Is Bigger Always Better for Large Language Models?
While increasing the size of LLMs has led to impressive gains in performance, such as complex reasoning and accuracy, it now appears that this approach is hitting its limits.
A recent article shows that while the pretraining loss in LLMs follows a predictable power law as a function of compute, model parameters, and data, their downstream capabilities, such as the ability to perform complex reasoning, are not predictable. For example, on complex tasks, especially math reasoning, simply scaling up model parameters may not lead to significant improvements. In fact, models may be unable to solve the most challenging problems, even with substantial increases in model size.
This sounds a little concerning, given that large corporations like X are spending billions of dollars hoarding GPUs from NVIDIA to build massive data centers, with the assumption that scaling compute will lead to higher performance.

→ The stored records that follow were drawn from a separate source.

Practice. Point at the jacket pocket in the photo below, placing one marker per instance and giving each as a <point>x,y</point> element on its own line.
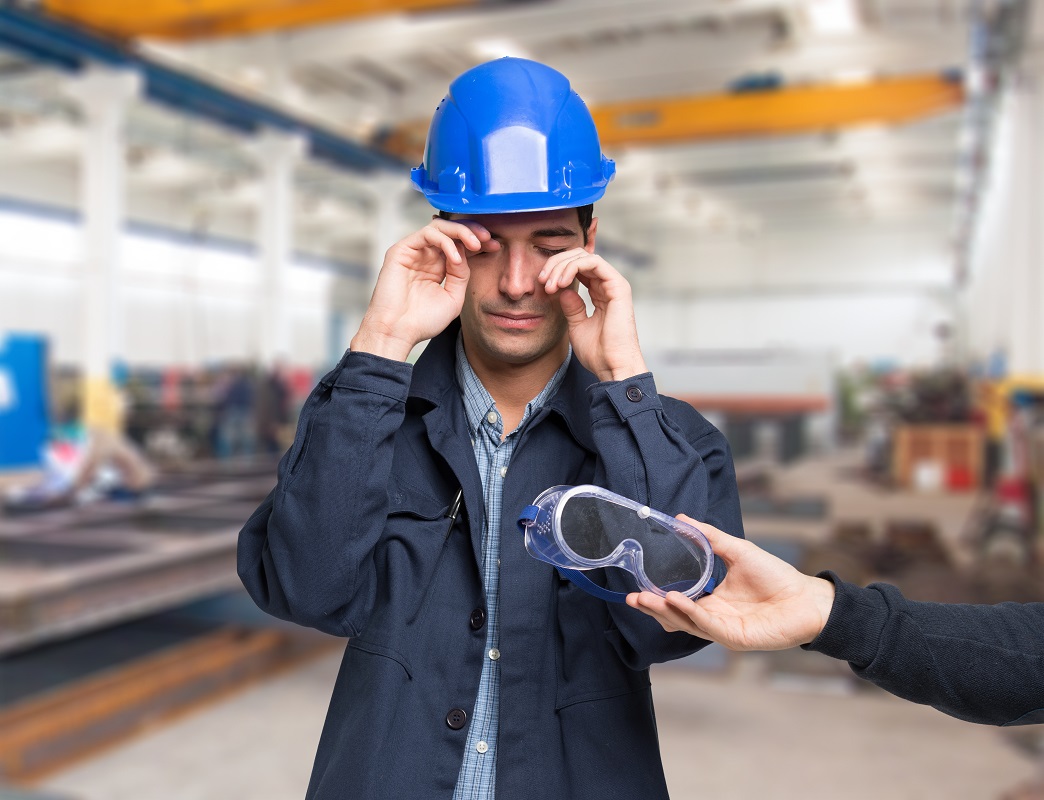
<point>382,650</point>
<point>411,550</point>
<point>589,666</point>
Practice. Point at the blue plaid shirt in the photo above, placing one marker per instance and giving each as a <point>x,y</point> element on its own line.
<point>478,772</point>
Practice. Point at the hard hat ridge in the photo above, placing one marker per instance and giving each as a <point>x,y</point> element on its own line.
<point>509,136</point>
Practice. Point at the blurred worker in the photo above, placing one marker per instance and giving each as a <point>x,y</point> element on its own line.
<point>91,459</point>
<point>236,423</point>
<point>980,663</point>
<point>474,671</point>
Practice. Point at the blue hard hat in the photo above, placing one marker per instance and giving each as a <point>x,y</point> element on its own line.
<point>512,136</point>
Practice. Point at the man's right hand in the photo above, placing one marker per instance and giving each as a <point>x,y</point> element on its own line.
<point>421,287</point>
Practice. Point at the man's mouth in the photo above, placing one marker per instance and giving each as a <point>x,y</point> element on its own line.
<point>516,320</point>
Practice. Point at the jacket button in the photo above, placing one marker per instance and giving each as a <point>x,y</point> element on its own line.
<point>456,719</point>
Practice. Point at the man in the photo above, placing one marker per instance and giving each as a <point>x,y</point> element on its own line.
<point>980,663</point>
<point>472,669</point>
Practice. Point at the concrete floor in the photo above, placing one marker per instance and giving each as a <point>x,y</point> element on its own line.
<point>754,726</point>
<point>726,734</point>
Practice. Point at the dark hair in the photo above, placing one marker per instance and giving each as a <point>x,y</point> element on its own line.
<point>584,213</point>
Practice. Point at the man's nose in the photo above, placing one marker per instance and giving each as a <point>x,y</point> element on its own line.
<point>519,277</point>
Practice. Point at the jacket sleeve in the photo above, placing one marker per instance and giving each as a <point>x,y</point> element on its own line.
<point>675,463</point>
<point>979,663</point>
<point>307,553</point>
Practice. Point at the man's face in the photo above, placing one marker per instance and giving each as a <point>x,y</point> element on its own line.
<point>506,318</point>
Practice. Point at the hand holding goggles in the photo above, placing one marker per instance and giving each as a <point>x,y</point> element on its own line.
<point>583,527</point>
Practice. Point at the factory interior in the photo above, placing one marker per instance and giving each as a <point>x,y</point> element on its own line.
<point>829,214</point>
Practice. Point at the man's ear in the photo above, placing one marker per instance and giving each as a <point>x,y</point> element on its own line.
<point>589,246</point>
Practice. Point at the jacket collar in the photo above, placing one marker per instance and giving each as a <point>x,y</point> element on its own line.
<point>434,383</point>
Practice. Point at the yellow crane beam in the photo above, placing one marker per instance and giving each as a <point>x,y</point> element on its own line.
<point>777,112</point>
<point>185,20</point>
<point>789,110</point>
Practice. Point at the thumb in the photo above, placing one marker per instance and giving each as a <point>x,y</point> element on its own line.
<point>573,307</point>
<point>725,545</point>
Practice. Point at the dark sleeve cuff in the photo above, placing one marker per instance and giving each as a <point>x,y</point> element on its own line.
<point>626,397</point>
<point>853,631</point>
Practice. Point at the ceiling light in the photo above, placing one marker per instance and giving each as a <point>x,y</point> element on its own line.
<point>832,17</point>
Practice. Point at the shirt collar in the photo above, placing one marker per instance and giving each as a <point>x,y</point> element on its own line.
<point>478,402</point>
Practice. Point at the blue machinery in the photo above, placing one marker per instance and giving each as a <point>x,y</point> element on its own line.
<point>23,401</point>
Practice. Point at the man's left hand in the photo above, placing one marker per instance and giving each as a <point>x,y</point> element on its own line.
<point>607,342</point>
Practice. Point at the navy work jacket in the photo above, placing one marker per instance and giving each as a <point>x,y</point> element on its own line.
<point>356,540</point>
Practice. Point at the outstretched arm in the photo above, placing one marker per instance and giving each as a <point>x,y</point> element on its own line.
<point>763,603</point>
<point>979,663</point>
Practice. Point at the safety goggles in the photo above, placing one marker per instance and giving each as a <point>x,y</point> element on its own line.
<point>580,527</point>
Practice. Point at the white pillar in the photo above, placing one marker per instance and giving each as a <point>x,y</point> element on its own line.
<point>1005,304</point>
<point>103,97</point>
<point>278,155</point>
<point>387,192</point>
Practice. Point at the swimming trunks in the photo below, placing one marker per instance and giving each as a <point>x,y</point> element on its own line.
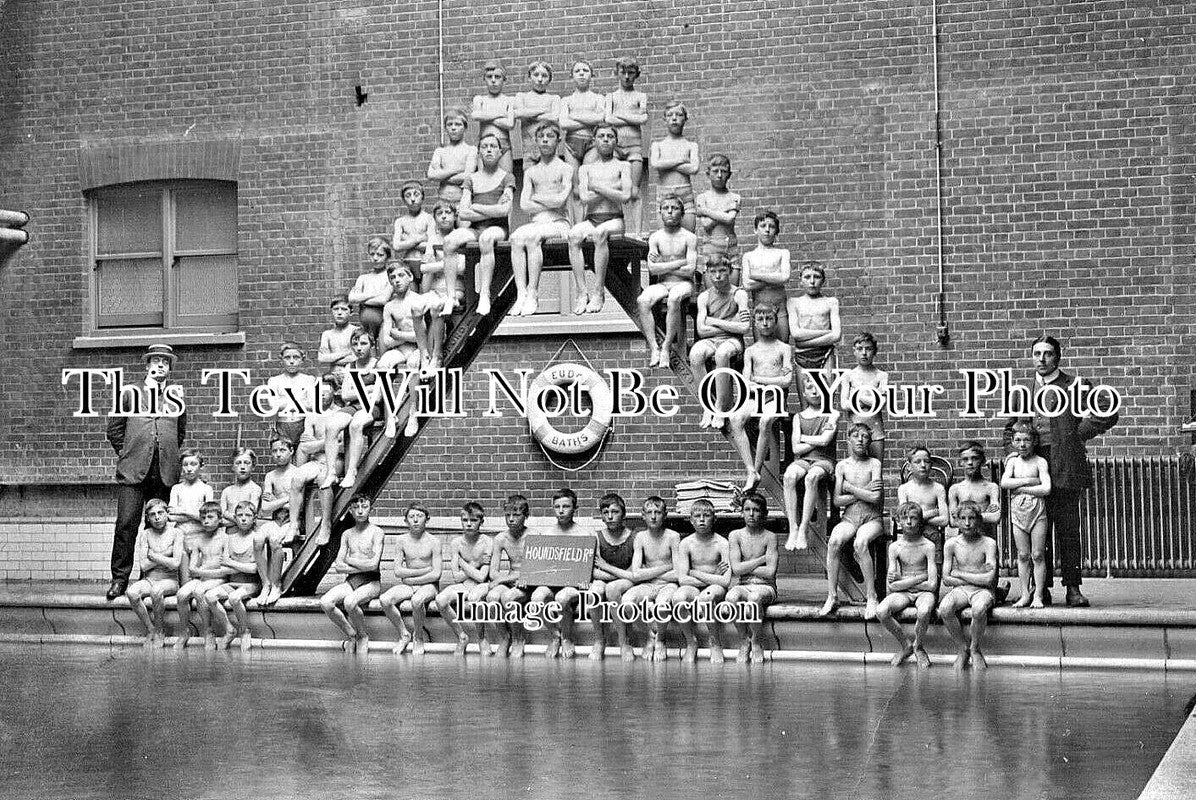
<point>1026,510</point>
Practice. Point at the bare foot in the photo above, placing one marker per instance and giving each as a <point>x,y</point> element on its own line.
<point>923,658</point>
<point>901,657</point>
<point>401,645</point>
<point>870,609</point>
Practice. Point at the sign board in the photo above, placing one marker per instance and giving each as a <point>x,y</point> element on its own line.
<point>557,561</point>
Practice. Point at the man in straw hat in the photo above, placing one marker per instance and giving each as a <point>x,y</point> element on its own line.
<point>146,443</point>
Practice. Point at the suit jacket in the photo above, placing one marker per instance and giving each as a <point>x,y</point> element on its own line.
<point>1068,458</point>
<point>136,438</point>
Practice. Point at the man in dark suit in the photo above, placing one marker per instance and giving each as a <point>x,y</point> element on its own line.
<point>1061,443</point>
<point>146,449</point>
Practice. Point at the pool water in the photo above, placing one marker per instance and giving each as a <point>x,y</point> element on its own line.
<point>98,722</point>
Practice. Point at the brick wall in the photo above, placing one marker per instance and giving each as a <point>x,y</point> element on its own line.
<point>1067,172</point>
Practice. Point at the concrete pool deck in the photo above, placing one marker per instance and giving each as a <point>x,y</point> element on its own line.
<point>1133,624</point>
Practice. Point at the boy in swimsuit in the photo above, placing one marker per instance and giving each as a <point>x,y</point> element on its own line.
<point>358,560</point>
<point>604,184</point>
<point>502,580</point>
<point>548,185</point>
<point>439,270</point>
<point>866,374</point>
<point>703,578</point>
<point>675,159</point>
<point>813,462</point>
<point>766,270</point>
<point>534,109</point>
<point>452,162</point>
<point>494,114</point>
<point>859,492</point>
<point>1027,480</point>
<point>927,493</point>
<point>969,569</point>
<point>355,413</point>
<point>243,488</point>
<point>565,507</point>
<point>768,371</point>
<point>813,321</point>
<point>317,471</point>
<point>418,567</point>
<point>203,572</point>
<point>188,496</point>
<point>752,550</point>
<point>656,563</point>
<point>335,343</point>
<point>465,580</point>
<point>612,573</point>
<point>243,580</point>
<point>412,228</point>
<point>404,340</point>
<point>718,208</point>
<point>913,581</point>
<point>486,205</point>
<point>292,394</point>
<point>372,291</point>
<point>672,260</point>
<point>722,319</point>
<point>580,113</point>
<point>160,556</point>
<point>628,111</point>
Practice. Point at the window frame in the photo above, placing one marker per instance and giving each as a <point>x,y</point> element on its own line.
<point>170,319</point>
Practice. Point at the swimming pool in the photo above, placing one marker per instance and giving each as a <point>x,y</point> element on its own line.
<point>98,722</point>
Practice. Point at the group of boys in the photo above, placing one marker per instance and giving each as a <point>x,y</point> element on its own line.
<point>651,576</point>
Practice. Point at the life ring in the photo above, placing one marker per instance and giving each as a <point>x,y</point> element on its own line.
<point>602,407</point>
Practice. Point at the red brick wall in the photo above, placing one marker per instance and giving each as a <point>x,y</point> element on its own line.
<point>1068,162</point>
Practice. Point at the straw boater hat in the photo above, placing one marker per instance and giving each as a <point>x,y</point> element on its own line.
<point>164,350</point>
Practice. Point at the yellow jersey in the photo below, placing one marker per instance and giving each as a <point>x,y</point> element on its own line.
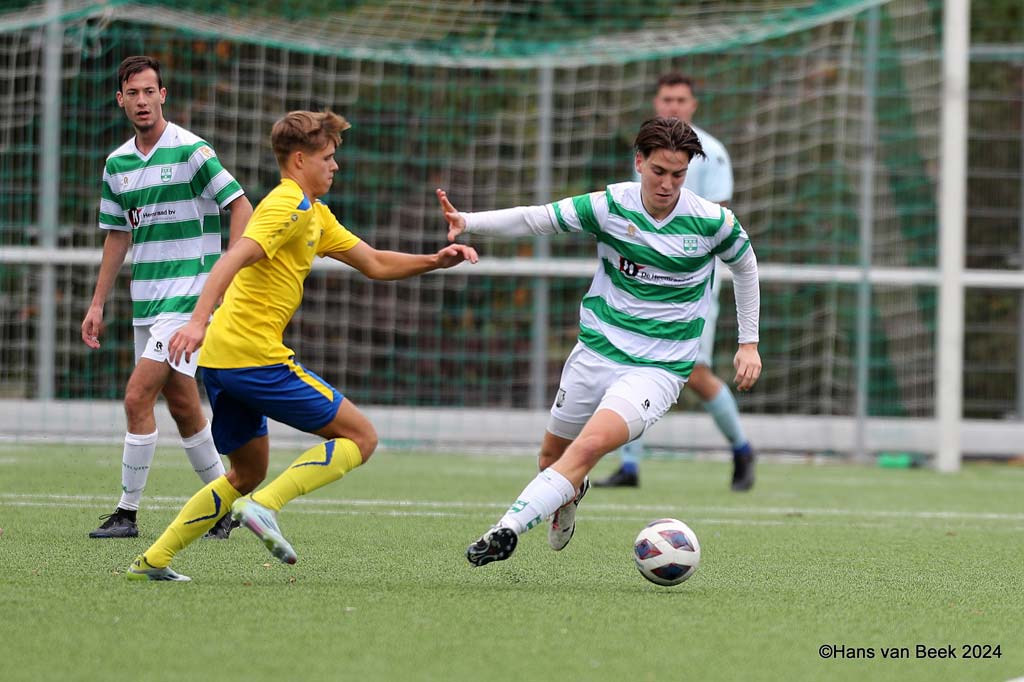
<point>248,329</point>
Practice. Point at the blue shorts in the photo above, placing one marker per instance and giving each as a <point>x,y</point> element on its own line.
<point>243,398</point>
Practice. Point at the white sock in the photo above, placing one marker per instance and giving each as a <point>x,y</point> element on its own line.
<point>135,463</point>
<point>541,499</point>
<point>203,455</point>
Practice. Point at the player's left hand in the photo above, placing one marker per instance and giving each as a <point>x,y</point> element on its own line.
<point>748,364</point>
<point>457,223</point>
<point>454,254</point>
<point>185,341</point>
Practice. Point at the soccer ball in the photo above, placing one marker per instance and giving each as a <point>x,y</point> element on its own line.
<point>667,552</point>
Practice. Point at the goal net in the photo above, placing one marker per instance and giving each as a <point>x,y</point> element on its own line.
<point>502,103</point>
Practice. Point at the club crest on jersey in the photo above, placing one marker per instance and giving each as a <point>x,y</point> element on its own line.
<point>689,245</point>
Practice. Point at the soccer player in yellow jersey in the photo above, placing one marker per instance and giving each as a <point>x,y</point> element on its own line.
<point>250,374</point>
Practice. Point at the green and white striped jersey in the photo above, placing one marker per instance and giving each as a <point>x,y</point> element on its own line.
<point>648,299</point>
<point>170,200</point>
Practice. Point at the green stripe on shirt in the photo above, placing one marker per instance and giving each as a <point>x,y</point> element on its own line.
<point>652,292</point>
<point>599,344</point>
<point>654,329</point>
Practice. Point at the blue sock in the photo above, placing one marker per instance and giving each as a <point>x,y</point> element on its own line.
<point>724,411</point>
<point>632,453</point>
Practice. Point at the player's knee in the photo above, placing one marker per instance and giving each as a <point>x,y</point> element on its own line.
<point>589,449</point>
<point>245,479</point>
<point>182,411</point>
<point>549,455</point>
<point>137,403</point>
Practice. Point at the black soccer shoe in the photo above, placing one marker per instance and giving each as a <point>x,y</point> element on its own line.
<point>742,471</point>
<point>116,525</point>
<point>222,528</point>
<point>621,478</point>
<point>496,545</point>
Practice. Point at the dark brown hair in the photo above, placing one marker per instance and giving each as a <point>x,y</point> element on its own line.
<point>136,65</point>
<point>671,134</point>
<point>307,131</point>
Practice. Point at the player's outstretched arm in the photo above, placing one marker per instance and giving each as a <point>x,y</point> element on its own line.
<point>457,223</point>
<point>241,210</point>
<point>187,339</point>
<point>396,265</point>
<point>115,249</point>
<point>517,221</point>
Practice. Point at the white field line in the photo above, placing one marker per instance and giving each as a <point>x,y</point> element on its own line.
<point>442,508</point>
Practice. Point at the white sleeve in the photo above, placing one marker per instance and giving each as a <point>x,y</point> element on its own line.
<point>517,221</point>
<point>748,291</point>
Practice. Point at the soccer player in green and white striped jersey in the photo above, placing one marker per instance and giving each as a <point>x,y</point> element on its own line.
<point>640,323</point>
<point>162,195</point>
<point>712,179</point>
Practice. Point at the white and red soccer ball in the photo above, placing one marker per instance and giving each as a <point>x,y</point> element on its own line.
<point>667,552</point>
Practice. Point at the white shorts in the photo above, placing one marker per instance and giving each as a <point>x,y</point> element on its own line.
<point>151,343</point>
<point>707,351</point>
<point>589,378</point>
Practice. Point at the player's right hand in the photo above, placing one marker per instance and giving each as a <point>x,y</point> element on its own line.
<point>91,327</point>
<point>185,341</point>
<point>457,223</point>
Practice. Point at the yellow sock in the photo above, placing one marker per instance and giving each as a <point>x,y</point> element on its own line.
<point>198,516</point>
<point>314,468</point>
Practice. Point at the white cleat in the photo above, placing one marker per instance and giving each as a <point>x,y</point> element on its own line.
<point>263,522</point>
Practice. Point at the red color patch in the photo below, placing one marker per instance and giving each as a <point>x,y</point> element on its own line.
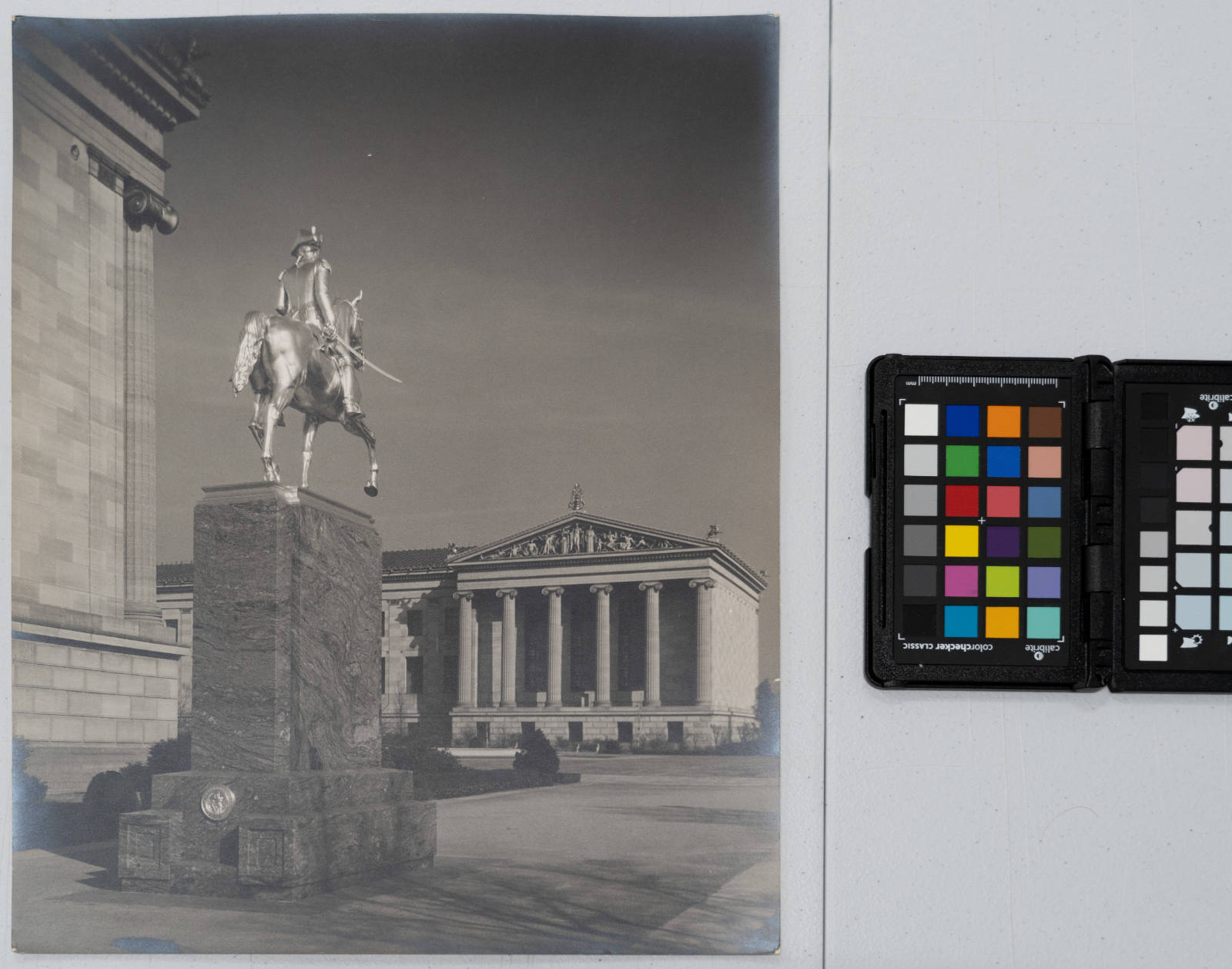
<point>961,501</point>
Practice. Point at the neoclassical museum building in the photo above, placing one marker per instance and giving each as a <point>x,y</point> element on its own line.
<point>585,628</point>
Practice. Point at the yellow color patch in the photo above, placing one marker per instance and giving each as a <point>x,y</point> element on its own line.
<point>1001,622</point>
<point>961,542</point>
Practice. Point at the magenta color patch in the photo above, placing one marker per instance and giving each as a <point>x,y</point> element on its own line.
<point>961,581</point>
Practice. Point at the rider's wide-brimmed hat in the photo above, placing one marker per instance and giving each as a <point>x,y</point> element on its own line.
<point>307,237</point>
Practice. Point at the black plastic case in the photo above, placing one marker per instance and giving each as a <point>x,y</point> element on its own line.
<point>1104,434</point>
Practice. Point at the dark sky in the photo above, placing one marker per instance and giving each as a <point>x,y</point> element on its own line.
<point>566,232</point>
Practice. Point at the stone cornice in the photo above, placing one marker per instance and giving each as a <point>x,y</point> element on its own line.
<point>145,77</point>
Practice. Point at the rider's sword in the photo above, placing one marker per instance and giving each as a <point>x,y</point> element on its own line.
<point>363,360</point>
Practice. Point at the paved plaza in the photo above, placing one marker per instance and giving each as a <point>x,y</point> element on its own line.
<point>647,854</point>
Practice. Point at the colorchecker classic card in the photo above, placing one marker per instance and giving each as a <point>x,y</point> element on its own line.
<point>1050,525</point>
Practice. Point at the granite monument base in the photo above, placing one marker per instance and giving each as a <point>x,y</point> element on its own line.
<point>286,796</point>
<point>283,835</point>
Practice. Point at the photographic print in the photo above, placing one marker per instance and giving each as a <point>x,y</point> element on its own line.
<point>396,484</point>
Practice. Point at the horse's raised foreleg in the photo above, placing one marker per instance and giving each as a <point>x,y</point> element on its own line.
<point>277,402</point>
<point>311,425</point>
<point>258,423</point>
<point>357,427</point>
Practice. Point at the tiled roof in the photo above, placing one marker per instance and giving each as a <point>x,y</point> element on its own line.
<point>403,560</point>
<point>176,574</point>
<point>417,560</point>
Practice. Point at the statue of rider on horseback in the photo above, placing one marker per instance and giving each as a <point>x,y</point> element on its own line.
<point>305,357</point>
<point>303,295</point>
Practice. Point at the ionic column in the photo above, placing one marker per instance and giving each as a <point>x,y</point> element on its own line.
<point>554,644</point>
<point>139,453</point>
<point>704,639</point>
<point>508,649</point>
<point>603,646</point>
<point>468,657</point>
<point>652,642</point>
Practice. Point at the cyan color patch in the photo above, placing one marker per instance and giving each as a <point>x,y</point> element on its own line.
<point>961,622</point>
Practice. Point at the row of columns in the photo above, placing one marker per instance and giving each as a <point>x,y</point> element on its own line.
<point>468,649</point>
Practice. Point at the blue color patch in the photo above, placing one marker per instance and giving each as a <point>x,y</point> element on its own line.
<point>961,622</point>
<point>1004,461</point>
<point>1043,502</point>
<point>961,421</point>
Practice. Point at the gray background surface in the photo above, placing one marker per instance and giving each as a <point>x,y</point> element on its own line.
<point>1022,179</point>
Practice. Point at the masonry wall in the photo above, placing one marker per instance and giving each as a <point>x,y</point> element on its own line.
<point>735,632</point>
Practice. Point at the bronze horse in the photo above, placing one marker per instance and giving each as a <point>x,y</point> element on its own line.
<point>283,363</point>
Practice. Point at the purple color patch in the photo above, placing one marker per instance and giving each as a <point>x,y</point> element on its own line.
<point>1044,582</point>
<point>1002,542</point>
<point>961,581</point>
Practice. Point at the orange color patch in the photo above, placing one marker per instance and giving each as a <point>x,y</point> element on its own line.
<point>1004,422</point>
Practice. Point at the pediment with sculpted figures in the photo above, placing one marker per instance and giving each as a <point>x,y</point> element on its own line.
<point>581,535</point>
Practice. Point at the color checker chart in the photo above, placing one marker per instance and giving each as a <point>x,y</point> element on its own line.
<point>1178,528</point>
<point>981,519</point>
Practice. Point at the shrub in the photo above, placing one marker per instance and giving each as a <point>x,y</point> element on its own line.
<point>172,756</point>
<point>137,776</point>
<point>768,710</point>
<point>413,753</point>
<point>535,753</point>
<point>111,793</point>
<point>25,786</point>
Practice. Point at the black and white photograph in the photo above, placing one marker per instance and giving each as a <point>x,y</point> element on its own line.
<point>396,484</point>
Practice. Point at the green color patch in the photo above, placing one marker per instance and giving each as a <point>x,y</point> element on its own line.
<point>1044,542</point>
<point>1001,581</point>
<point>962,460</point>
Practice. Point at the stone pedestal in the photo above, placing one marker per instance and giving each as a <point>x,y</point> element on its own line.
<point>286,796</point>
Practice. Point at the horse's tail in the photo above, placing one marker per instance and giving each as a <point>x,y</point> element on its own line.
<point>249,348</point>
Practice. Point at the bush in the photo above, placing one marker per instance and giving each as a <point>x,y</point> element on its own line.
<point>768,712</point>
<point>172,756</point>
<point>535,753</point>
<point>413,753</point>
<point>110,793</point>
<point>25,786</point>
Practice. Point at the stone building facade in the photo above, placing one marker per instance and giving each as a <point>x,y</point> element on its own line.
<point>95,672</point>
<point>585,628</point>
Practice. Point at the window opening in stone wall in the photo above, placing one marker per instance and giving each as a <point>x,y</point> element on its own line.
<point>414,675</point>
<point>450,687</point>
<point>582,646</point>
<point>535,663</point>
<point>631,648</point>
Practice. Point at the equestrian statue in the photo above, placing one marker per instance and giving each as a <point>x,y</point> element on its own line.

So what can we do about it?
A workaround that has recently emerged is to scale the test-time compute, meaning allowing the model to “think” longer and self-correct before giving an answer. This has led to some gains in performance (o-1 model) compared to previous models, but it is a temporary patch to a larger fundamental problem.
LLMs, by their very nature, are designed to predict the next token given a previous set of tokens using a self-attention mechanism. For example, given the sentence “I will take my dog for a…”, the LLM will predict that the most likely next word is “walk,” based on its extensive training examples.
Simple enough. However, impressively, from this very basic rule, LLMs somehow learned real-world concepts encoded in the structure of natural language. They learned human thinking patterns just from the language, which is incredible. We still don’t fully understand how this emergent capability developed to this day.
Realistically, though, it is unlikely that LLMs can reason independently. They simply match patterns found in the structure of human language. And this is where the problem lies (see this paper from Apple). With the current neural network architecture, which is based solely on pattern recognition and a limited amount of internet data (think of it as a database for mapping patterns), it is unlikely that we will reach the AGI dream.
A new architecture based on understanding concepts related to logic, math, and physics needs to be developed. For example, Wolfram Alpha is pairing symbolic computation with LLMs to make them more deterministic. This is a good step forward but we most likely need to embed symbolic computation within the model architecture itself.
Meanwhile, as we work toward a breakthrough in symbolic AI, we should focus on using the current LLMs to extract maximum value and increase efficiency and productivity. Inefficiencies are everywhere, from customer support to airlines to drug discovery and beyond. The opportunities right now are tremendous for builders to take advantage of the current LLM capabilities and help solve some of the most pressing issues.